When the report was released, Patricia Denholm, the director of Curriculum Instruction and Professional Development Eastern Regional High School, said a committee was formed with administrators, teacher, parents and students to start planning. For the most part, curriculum won’t change at Eastern Regional because students are required to take the recommended science and math courses.

But she acknowledges any changes and stiffer requirements for graduation come with risks.

“The real challenge is that now, if the state said these are the minimum requirements, that’s what we have to offer,” Denholm said. “At the same time, we have to have these without a detrimental effect. If you’re putting students in higher level courses, the challenge is how we can support those students so they can be successful.”

The dramatic changes schools must adapt to would arrive for the current seventh graders who could not earn a diploma without: three years of a lab science, three years of math including algebra II or an equivalent higher-level math course and an extra half-year of social studies tied in with half year of economics.

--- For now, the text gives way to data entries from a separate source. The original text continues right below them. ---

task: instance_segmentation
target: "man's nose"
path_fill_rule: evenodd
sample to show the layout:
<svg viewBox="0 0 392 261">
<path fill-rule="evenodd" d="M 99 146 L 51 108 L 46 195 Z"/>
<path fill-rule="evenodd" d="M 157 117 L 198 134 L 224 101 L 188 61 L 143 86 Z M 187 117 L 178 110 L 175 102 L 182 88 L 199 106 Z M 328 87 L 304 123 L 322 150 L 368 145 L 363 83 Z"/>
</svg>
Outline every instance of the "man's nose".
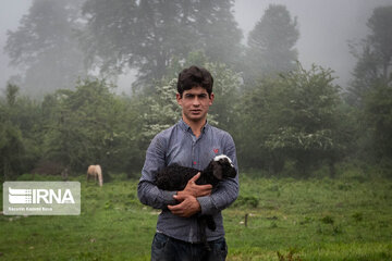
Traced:
<svg viewBox="0 0 392 261">
<path fill-rule="evenodd" d="M 194 98 L 193 104 L 194 104 L 195 107 L 200 105 L 200 100 L 199 100 L 199 98 L 198 98 L 197 96 Z"/>
</svg>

Each course would also correlate to new end of the year course assessments for all classes. These would replace the state’s high school proficiency assessment or HSPA.

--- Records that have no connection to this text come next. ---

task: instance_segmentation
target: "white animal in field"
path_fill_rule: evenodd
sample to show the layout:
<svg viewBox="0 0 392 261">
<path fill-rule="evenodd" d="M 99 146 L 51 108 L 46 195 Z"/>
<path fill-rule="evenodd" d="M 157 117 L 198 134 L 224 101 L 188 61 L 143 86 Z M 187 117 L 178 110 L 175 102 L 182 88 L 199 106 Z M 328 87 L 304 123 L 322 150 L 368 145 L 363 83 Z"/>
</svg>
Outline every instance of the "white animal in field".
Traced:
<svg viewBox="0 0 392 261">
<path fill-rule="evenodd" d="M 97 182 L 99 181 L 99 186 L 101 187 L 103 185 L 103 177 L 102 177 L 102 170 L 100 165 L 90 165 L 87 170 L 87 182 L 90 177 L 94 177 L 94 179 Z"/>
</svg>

“We’re currently preparing students for jobs and careers that don’t exist because they haven’t been created. That shifts the way we do business in education,” said Cherry Hill School District Director of Curriculum Claudia Lyles. “We need to make sure children are able to think. They’re able to reason, that they are able to make adjustments, and they can function in a global marketplace. That is going to require a different skill set. So as we move forward in our curriculum review process, we set questions for ourselves along those lines.”

Lyles said Cherry Hill, too, is well positioned to make this transformation. Many students take some algebra in eighth grade. But the district will have to reshape some of the curriculum because graduation now requires 115 credits, not the state’s new proposed goal of 120.

Woodbury Schools Superintendent Joseph Jones said his smaller district should also be able to make the transition well, with some changes.

“We haven’t seen all of the details yet, but the early outline the state is expecting the district to do shows we’re already on course here at Woodbury,” Jones said. “We’ve changed some of our offerings so students will be able to take those rigorous courses the state is expecting all students to take.”

In Camden, the picture is not so rosy. While several of its high schools, including Brimm Medical Arts, have adequate lab facilities, there is concern from Camden School Board members that the comprehensive high schools are ill-equipped to handle the influx of students taking these classes.

At a work session meeting in October, board member Jose Delgado could only point to a handful of labs in the district, and at an estimated $400,000 for a fully functioning lab, he wondered where the money would come from to build the necessary facilities to handle the workload.

Last week, at the New Jersey School Boards Association convention in Atlantic City, board member Theo Spencer said the state mandates too much without offering sufficient financial support.

“We are so far behind, we have no hope of really reaching the standards,” Spencer said. “That doesn’t mean kids won’t get the best of what we have, but we need money to meet them.”